About exceptions $n=2,4,8$:
$n=2$: any one-parameter subgroup yields a representation of $\mathrm{so}(2)$, and most such representation do not preserve a scalar product. Several such representations are irreducible.
$n=4$: we have nontrivial representations factoring through a surjective homomorphism $\mathfrak{so}(4)\to\mathfrak{so}(3)$. The latter has 2 kinds of nontrivial 4-dimensional representations: those non-irreducible ones (1+3 decomposition), and the irreducible ones, whose image can be identified to $\mathbf{SU}(2)$ acting on $\mathbf{C}^2\simeq \mathbf{R}^4$.

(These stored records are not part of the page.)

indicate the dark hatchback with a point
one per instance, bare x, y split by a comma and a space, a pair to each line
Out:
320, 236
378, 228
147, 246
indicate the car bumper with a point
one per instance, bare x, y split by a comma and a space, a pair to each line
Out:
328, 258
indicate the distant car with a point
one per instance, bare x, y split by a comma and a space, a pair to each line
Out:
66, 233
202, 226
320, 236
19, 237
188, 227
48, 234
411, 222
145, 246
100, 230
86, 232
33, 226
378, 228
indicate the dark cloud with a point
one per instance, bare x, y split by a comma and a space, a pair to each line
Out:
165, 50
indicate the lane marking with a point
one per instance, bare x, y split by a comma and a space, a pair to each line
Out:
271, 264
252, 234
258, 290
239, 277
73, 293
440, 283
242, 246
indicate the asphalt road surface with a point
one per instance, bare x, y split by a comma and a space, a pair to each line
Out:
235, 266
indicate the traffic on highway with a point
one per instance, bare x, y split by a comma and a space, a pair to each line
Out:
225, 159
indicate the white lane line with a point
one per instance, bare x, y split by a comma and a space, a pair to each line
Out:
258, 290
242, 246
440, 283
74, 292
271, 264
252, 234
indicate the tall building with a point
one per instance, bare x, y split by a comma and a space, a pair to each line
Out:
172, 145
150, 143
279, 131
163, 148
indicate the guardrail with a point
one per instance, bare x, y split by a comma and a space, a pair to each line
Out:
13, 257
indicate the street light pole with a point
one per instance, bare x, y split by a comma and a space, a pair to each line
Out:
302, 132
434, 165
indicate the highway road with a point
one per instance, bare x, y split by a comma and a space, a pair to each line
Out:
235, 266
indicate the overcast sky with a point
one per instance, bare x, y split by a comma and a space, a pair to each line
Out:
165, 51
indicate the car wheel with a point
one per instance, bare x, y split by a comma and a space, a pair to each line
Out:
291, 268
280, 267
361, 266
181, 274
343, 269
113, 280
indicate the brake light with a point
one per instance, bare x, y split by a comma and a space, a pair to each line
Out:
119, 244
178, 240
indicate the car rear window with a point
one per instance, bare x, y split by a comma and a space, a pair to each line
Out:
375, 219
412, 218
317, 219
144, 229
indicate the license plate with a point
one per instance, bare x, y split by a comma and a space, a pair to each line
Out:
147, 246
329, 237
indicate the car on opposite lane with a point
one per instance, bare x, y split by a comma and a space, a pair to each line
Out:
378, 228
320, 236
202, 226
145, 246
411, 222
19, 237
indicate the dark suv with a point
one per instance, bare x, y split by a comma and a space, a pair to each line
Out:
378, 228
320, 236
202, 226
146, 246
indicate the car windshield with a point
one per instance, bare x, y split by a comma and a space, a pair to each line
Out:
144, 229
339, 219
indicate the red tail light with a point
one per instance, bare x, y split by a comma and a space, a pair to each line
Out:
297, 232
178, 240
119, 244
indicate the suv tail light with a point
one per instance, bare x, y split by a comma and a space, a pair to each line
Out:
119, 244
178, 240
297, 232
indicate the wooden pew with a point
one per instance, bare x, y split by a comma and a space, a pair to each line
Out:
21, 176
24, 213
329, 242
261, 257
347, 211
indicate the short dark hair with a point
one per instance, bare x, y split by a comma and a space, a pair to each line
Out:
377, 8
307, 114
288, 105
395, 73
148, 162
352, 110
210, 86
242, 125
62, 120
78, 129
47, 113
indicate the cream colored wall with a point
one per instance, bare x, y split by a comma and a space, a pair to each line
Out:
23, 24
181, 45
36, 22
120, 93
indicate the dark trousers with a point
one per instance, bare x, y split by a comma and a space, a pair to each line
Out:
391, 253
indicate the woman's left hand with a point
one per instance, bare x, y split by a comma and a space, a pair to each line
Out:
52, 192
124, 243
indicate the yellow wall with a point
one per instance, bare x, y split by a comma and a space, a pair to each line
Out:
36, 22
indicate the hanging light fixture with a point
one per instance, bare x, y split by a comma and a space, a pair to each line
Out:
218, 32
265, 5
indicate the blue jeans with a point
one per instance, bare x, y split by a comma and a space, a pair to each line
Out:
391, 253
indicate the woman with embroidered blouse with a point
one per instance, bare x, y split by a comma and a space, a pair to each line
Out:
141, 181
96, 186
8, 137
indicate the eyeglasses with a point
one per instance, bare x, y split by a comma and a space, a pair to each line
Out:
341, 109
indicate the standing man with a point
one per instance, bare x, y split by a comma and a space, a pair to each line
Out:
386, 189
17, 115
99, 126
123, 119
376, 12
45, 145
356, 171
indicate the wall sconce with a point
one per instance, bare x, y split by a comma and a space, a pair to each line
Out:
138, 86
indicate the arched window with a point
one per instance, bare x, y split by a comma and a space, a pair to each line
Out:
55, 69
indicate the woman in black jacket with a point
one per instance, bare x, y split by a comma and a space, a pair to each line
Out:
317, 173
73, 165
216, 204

$n=8$: "triality": consider the composite representation $\mathrm{Spin}(8)\to\mathrm{SO}(8)\to\mathrm{GL}_8(\mathbf{R})$, and precompose by an automorphism of $\mathrm{Spin}(8)$ that does not preserve $Y_8=\mathrm{Ker}(\mathrm{Spin}(8)\to\mathrm{SO}(8))$. Of course these are (absolutely) irreducible, since the image is $\mathrm{SO}(8)$.